Corps politiques restent entre eux dans état de nature et subissent inconvénients qui ont forcé les particuliers d’en sortir, d’où situation de guerres, meurtres et représailles incessants = effet de division de l’humanité en différentes sociétés → Rousseau confirme sa réfutation de l’idée que l’état de nature = un état de guerre, car c’est de l’institution politico-juridique que dérive la guerre, au sens où comme pour les particuliers, apparition de la propriété foncière conçue à l’échelle des états → course à la conquête territoriale. Rousseau demeure sceptique à l’égard de l’idée d’un droit international, contre Grotius et Pufendorf.

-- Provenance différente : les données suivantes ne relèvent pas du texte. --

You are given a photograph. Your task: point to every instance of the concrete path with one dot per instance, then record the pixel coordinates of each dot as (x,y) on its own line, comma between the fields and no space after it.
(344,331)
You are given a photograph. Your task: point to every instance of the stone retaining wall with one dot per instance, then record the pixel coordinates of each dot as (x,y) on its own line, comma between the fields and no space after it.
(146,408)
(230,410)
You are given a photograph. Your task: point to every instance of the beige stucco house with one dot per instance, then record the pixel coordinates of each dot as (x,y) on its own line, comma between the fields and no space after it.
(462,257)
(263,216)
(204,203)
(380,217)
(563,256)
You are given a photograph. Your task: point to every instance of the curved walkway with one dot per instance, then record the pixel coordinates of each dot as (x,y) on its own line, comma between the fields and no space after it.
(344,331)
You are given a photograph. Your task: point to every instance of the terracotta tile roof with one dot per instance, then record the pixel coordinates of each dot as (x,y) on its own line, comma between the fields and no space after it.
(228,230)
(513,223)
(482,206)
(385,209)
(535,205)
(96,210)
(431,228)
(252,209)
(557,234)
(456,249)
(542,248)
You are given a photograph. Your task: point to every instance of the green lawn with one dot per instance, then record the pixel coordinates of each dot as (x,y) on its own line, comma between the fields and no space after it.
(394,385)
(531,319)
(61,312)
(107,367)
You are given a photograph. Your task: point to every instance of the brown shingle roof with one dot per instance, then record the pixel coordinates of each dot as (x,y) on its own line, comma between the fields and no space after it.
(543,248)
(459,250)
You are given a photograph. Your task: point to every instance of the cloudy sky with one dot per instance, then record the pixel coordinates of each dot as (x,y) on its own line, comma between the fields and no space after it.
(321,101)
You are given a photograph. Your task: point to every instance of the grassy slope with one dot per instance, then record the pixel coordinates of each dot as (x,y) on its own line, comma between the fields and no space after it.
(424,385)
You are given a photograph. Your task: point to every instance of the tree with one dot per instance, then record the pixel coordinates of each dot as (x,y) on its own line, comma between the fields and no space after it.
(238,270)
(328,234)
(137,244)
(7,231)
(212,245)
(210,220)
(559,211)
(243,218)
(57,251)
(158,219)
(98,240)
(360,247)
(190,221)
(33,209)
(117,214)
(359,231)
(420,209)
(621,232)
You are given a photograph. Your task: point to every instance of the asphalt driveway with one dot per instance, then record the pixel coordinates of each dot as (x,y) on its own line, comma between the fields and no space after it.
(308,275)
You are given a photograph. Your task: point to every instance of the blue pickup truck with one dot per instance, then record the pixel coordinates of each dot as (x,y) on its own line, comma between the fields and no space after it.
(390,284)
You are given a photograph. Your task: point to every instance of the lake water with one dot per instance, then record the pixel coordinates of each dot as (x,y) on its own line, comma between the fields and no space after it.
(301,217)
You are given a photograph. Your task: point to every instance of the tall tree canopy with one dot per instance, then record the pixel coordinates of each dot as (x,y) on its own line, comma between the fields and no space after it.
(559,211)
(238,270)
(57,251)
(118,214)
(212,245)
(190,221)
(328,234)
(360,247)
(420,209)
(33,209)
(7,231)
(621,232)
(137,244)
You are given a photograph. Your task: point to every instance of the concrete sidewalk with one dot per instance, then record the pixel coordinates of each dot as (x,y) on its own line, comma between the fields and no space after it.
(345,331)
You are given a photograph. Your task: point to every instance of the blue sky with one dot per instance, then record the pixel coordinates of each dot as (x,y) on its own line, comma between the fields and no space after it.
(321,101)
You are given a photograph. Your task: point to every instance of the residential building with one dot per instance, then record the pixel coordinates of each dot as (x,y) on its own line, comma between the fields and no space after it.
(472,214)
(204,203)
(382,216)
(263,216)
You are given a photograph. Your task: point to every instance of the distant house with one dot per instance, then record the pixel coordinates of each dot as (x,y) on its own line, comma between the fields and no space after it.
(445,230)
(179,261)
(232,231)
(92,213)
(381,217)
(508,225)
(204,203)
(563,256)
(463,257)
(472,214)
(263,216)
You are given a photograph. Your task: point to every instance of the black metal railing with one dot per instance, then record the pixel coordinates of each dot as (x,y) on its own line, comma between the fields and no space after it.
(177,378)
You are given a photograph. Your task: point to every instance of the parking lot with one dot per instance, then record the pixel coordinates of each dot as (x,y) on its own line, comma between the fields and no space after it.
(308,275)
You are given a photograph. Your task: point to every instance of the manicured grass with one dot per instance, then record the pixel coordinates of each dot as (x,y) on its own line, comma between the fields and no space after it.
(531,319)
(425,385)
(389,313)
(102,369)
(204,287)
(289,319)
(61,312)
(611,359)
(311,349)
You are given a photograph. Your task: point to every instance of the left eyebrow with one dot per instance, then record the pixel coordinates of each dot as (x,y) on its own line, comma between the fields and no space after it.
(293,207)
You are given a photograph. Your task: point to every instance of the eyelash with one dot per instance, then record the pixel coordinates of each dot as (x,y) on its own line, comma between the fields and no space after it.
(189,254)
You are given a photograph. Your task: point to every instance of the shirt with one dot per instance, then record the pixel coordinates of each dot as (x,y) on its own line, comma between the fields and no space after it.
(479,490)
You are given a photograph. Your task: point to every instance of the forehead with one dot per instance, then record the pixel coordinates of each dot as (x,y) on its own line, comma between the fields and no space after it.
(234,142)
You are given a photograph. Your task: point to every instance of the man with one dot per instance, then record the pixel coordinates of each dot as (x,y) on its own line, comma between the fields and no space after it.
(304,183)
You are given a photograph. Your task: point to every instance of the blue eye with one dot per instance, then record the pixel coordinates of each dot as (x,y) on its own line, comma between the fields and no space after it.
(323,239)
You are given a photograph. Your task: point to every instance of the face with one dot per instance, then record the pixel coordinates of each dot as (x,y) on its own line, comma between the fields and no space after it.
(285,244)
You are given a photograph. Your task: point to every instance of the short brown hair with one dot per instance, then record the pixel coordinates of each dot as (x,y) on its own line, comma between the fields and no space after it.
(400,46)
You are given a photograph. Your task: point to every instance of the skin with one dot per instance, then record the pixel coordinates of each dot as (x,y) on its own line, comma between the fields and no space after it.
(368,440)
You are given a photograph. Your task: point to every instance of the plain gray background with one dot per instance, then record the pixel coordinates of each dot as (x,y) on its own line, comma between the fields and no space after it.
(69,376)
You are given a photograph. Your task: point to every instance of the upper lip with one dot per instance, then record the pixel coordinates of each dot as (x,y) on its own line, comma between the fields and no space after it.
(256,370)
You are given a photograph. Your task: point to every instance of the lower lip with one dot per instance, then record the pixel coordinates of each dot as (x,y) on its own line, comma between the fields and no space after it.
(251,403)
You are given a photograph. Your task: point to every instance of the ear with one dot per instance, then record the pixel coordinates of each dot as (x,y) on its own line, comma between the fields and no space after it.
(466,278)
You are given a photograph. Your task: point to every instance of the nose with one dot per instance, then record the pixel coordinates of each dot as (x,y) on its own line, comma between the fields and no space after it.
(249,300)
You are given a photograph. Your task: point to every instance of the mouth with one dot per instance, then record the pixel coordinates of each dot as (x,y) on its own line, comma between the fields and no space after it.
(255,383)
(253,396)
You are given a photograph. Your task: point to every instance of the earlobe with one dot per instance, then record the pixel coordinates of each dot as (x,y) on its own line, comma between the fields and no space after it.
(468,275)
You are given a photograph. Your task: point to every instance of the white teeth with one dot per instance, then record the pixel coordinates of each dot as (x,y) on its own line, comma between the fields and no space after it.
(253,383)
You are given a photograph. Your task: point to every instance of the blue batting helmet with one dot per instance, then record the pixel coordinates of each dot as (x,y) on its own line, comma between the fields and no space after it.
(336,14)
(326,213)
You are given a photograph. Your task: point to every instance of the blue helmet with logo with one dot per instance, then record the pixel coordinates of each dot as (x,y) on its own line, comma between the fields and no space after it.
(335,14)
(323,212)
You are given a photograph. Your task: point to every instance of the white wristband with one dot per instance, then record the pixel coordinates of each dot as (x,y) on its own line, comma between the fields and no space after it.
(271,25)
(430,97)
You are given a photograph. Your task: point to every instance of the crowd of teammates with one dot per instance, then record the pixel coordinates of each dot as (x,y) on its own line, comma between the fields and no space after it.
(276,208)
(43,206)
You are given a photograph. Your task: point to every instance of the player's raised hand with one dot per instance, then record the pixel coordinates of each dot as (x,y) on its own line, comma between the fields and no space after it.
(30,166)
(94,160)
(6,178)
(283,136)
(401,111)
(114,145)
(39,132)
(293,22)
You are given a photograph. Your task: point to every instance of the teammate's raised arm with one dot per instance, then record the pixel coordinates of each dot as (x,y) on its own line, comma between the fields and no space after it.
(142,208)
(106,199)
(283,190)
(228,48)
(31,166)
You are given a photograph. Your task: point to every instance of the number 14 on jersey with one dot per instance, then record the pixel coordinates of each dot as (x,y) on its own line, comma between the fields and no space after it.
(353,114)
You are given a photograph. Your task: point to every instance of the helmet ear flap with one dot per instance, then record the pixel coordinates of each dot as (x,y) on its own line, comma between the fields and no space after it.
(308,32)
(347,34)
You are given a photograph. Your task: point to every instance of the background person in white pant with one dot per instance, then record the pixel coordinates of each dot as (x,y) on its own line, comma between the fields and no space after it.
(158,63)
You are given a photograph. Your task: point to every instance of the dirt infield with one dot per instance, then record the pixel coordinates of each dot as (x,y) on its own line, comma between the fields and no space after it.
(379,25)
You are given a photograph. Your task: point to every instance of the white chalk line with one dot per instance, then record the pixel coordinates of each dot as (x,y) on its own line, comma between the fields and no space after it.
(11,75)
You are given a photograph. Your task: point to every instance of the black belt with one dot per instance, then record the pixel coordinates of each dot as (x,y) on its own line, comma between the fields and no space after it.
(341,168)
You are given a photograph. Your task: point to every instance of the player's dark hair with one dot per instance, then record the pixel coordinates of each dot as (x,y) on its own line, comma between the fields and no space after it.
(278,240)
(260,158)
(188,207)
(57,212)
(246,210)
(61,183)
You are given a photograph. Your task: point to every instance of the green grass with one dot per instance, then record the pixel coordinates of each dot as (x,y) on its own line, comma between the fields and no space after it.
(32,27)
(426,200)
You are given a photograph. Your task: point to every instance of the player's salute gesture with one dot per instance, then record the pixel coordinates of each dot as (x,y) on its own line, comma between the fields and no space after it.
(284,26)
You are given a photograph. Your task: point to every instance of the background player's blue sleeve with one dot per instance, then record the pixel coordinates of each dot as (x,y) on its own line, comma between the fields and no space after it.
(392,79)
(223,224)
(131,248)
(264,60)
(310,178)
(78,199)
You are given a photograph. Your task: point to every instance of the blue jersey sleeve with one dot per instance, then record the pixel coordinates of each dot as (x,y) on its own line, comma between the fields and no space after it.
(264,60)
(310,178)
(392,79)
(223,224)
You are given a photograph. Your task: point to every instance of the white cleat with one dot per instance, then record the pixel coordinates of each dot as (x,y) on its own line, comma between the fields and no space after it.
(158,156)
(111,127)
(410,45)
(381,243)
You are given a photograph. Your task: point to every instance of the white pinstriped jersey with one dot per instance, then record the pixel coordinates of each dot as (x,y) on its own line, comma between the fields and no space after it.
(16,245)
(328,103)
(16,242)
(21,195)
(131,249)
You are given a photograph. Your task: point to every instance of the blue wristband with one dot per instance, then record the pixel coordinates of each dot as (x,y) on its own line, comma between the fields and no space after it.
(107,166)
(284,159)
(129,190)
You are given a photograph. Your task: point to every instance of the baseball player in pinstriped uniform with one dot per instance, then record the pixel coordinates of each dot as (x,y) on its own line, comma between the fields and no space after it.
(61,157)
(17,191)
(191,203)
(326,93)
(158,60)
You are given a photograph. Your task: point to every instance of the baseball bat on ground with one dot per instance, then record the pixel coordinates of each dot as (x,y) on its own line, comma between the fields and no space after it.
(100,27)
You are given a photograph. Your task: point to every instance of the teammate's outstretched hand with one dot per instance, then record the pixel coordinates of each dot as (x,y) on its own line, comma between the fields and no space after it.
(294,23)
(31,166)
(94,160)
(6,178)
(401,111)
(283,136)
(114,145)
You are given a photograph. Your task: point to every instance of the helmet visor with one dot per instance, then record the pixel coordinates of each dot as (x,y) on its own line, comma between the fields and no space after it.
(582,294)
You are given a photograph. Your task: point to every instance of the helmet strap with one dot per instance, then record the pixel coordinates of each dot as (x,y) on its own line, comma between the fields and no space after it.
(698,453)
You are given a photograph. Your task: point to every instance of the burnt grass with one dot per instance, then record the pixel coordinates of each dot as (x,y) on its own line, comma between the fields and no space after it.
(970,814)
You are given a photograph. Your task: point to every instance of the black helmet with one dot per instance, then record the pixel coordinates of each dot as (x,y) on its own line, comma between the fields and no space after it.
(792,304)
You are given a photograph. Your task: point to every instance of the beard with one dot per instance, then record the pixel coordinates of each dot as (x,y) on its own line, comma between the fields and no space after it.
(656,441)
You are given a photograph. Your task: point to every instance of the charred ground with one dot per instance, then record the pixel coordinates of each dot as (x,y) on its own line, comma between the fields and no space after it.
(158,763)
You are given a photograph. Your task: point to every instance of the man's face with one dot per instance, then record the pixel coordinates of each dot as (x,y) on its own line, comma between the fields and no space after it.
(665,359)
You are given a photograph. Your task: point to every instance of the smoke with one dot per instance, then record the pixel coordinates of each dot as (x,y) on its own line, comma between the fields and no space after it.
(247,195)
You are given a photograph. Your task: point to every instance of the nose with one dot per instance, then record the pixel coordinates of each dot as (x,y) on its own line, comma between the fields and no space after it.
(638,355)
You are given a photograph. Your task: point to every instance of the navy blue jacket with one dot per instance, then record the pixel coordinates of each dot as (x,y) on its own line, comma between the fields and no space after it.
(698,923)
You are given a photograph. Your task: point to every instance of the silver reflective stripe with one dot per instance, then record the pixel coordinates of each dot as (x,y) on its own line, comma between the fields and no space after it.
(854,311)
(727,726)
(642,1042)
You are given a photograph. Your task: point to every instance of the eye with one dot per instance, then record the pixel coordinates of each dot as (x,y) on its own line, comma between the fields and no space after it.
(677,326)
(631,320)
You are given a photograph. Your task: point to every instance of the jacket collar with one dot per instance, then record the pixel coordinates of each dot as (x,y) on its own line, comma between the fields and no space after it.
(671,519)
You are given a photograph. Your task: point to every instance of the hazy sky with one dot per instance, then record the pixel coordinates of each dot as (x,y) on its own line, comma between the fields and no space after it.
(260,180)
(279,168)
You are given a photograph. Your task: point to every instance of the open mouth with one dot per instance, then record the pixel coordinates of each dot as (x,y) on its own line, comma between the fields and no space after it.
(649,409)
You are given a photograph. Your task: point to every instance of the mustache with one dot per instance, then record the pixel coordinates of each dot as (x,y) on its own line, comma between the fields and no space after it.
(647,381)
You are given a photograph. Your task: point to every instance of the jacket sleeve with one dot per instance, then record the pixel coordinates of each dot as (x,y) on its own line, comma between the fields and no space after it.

Question de l’origine des sociétés politiques : sans réfuter les thèses portant sur les causes réelles (sur les origines), comme celle de l’union des plus puissants (Hobbes, De Cive, chapitre VIII) ou des plus faibles (Calliclès), Rousseau expose la thèse qui lui semble « la plus naturelle » du point de  vue du fondement : il fait remarquer que dans la première hypothèse droit de conquête ≠ un droit à proprement parler dans la mesure où il repose sur la force, il n’a pu fonder un droit car les conquérants restent dans état de guerre. Conquête engendre domination, ≠ association. Concernant notions de « fort » et de faible » sont inadaptés pour parler de la période intermédiaire entre reconnaissance informelle du droit de propriété et fondation de gouvernements politiques qui le garantissent institutionnellement : il faut plutôt parler de « pauvre » et de « riche » car « un homme n’avait point avant les Lois d’autre moyen d’assujettir ses égaux qu’en attaquant leur bien, ou leur faisant quelque part du sien ». Avant création d’une force garantissant positions inégalitaires (puissance publique de l’Etat), particuliers = physiquement égaux dans puissance et fragilité. Troisième argument de Rousseau (sur contenu du pacte cette fois) : puisque pauvres ne possèdent rien sinon leur liberté, on voit mal par quelle folie ils y renonceraient sans rien y gagner en retour. Seuls riches peuvent avoir intérêt à proposer le pacte car c’est eux qui sont menacés, ayant des biens à perdre : « il est raisonnable de croire qu’une chose a été inventée par ceux à qui elle est utile plutôt que par ceux à qui elle fait du tort ». En toute logique, les pauvres n’auraient donc pas dû consentir à ce pacte, mais en observant les faits, puisque société sauvages = devenues sociétés politiques, il faut admettre que les pauvres y ont consenti par un consentement non éclairé, i.e. par un usage de la liberté qui débouche sur esclavage (cf. : La Boétie, idée de « servitude volontaire »).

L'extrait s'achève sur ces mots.